Adams, a former police captain, will be no such mayor. Right now, we must wait for absentee ballots to be tallied — retrograde New York law prevents this from happening until after Election Day — before the new ranked-choice vote calculation can be made. Results will be certified in July. Adams appears likely to win, because most first-place vote-getters do, but New York’s first foray into the new voting system could produce surprises. That’s what Adams’s top rivals — Kathryn Garcia and Maya Wiley — are counting on.

If New York gets a Mayor Adams, he will be free to ignore those who did not help him get to his perch. That includes the media class, which he can deride as a bunch of lily-white elitists who don’t understand the struggle of a black man from the outer boroughs. Fair enough. But Adams, a wealthy landlord who owns multiple properties, long ago transcended the blue-collar pedigree he continually touts on the campaign trail. For the last twenty years, he has cozied up to the most influential real estate developers in the city, billionaires who wish, in the words of their old patron Mike Bloomberg, to make the city a luxury product.

Most working-class blacks, Latinos, and Asians in New York are tenants. Adams does not want to protect them from sharp rent increases. His allegiance is to the landlords, who make up his donor base, and it’s this cash that insulates him from true popular pressure. One of the canniest politicians on the municipal scene, he can posture as a populist while doing the bidding of those who revile popular movements. For the capitalists who make up the permanent government of the city, Adams is something close to an ideal vessel.

Of course, Adams still has competition. Kathryn Garcia, a top rival who could perform well when the RCV tabulation occurs, offers a similar approach with a more palatable sheen: she has never run for office before, spending her recent career in municipal government. She ran de Blasio’s Sanitation Department admirably and was briefly in charge of the city’s beleaguered and underfunded public housing stock. She lacks Adams’s history of incendiary statements; unlike Adams, she was never a Republican and doesn’t readily pick fights with anyone. Her ability to project technocratic competence, along with an appearance of liberalism, won the hearts of many affluent Democratic voters in Brooklyn and Manhattan.

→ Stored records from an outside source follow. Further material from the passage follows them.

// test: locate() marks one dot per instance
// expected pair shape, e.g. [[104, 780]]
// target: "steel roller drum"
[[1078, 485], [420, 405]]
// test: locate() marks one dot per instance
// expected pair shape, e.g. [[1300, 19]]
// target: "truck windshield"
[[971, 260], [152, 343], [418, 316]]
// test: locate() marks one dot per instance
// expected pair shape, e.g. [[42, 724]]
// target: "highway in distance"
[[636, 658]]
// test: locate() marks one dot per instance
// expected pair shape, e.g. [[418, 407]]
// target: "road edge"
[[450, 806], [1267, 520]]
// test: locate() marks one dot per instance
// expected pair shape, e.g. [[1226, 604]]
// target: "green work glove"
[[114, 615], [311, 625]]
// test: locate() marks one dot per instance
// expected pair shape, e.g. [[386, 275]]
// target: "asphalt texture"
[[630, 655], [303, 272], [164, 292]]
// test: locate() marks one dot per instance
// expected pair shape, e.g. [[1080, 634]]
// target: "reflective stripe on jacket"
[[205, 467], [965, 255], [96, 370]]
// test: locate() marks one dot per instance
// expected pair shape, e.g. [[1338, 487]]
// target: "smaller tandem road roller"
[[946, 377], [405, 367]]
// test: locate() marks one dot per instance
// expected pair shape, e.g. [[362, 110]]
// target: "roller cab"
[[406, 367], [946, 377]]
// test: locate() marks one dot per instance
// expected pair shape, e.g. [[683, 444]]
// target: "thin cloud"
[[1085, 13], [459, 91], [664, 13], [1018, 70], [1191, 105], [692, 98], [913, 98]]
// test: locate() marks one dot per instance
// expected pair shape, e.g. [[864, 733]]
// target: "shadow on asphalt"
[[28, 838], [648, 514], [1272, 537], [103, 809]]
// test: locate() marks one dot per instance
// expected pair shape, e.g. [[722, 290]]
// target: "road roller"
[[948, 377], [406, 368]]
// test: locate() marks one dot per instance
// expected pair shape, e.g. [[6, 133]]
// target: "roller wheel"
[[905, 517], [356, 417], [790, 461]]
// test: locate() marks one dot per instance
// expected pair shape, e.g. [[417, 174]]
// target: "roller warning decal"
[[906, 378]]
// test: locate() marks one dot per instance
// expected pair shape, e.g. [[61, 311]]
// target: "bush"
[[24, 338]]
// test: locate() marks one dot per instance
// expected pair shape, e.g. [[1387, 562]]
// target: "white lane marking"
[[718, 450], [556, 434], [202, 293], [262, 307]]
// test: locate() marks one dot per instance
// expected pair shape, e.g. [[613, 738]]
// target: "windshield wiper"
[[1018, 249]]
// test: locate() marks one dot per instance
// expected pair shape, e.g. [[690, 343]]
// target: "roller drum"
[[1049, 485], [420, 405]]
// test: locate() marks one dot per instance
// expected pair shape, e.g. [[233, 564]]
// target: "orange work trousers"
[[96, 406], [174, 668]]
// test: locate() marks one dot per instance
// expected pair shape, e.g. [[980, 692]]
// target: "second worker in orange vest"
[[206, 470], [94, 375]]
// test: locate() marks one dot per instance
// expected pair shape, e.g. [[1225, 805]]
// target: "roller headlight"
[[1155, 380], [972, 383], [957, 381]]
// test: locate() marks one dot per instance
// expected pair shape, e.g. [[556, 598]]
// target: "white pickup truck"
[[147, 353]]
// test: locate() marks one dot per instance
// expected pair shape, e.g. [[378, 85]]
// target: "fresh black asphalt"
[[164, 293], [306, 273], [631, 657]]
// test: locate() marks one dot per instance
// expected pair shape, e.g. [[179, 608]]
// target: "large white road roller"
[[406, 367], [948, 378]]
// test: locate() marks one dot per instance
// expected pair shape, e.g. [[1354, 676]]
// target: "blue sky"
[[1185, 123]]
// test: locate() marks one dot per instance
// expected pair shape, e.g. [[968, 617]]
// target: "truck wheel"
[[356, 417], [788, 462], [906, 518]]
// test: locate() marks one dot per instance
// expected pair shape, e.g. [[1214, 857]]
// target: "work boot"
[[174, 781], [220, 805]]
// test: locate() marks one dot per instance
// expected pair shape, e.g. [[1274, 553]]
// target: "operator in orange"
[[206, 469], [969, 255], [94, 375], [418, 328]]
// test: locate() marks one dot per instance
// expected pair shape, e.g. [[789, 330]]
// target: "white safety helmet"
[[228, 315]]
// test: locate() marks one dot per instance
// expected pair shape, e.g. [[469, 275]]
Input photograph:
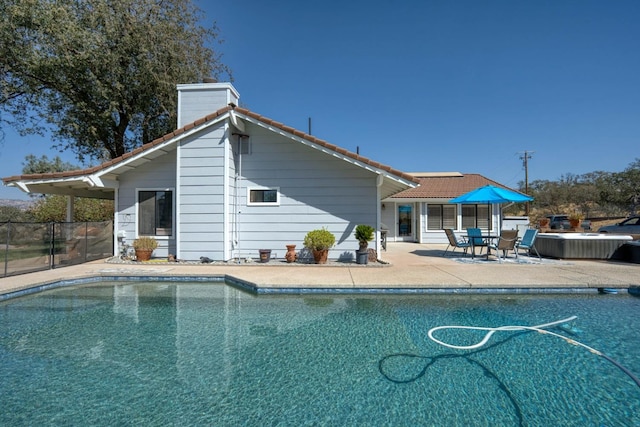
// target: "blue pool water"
[[210, 354]]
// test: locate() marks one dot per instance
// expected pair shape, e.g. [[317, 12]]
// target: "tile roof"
[[445, 185], [199, 122]]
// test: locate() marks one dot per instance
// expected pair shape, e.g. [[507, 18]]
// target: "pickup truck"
[[561, 222]]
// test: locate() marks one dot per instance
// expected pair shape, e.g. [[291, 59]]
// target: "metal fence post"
[[6, 249], [52, 245]]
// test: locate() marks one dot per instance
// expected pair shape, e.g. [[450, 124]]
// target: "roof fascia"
[[113, 169], [326, 150]]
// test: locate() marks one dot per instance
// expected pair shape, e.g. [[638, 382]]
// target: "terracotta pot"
[[143, 254], [291, 256], [320, 257], [265, 255]]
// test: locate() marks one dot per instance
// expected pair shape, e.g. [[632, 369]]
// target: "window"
[[440, 217], [155, 213], [475, 216], [264, 196]]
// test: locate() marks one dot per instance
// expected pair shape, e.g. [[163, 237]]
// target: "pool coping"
[[254, 289]]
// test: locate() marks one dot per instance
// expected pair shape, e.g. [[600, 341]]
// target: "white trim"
[[177, 206], [250, 203], [328, 151], [226, 224]]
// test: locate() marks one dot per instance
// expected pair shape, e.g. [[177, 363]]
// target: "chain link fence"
[[26, 247]]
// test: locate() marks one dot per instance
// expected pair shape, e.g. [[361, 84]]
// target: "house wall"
[[316, 190], [157, 175], [202, 195], [211, 186]]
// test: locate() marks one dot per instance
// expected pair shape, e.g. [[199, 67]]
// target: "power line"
[[525, 162]]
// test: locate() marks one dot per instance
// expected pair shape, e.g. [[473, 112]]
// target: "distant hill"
[[20, 204]]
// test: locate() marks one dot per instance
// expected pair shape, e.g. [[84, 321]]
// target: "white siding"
[[316, 190], [159, 174], [195, 101], [201, 195]]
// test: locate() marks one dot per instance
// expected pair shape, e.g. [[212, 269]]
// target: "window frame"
[[442, 217], [139, 212], [275, 203]]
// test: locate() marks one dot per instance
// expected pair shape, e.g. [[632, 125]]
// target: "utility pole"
[[525, 162]]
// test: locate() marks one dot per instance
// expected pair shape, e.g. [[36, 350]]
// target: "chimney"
[[197, 100]]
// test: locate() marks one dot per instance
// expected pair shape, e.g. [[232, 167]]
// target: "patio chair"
[[528, 242], [475, 239], [506, 242], [455, 242]]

Garcia, like Adams, is uneasy with the broader left, if not openly hostile. She supports charter schools, is wary of rent stabilization, and has told voters she’d govern to the right of de Blasio’s tepid liberalism. The power elite would be comfortable with her in charge. She invokes the neoliberal managers of the 1970s and ’80s who effectively controlled city governance in the wake of the fiscal crisis, technocrats who cared little for preserving the social safety net.

For leftists, a Garcia mayoralty would be easier to contend with, and she may be more likely to negotiate with them. Unlike Adams, her coalition does include many people who would, otherwise, self-identify as progressive. She would arrive in office with the support of very few elected officials, labor unions, and Democratic organizations. Without these institutions, she will be a weaker opponent, more pliable, more easily opposed.

Wiley, who narrowly leads Garcia right now, would be the best-case scenario for the Left among the viable candidates — no socialist ran this year and other alternatives crumbled away — but she, like Garcia, has a long road back in the RCV tally.

And that, ultimately, is the last, and most important, question looming over this race. Did enough New Yorkers put Garcia and Wiley on their ballots to overcome Adams’s lead? The history of RCV suggests this is highly unlikely. But the times are only getting stranger.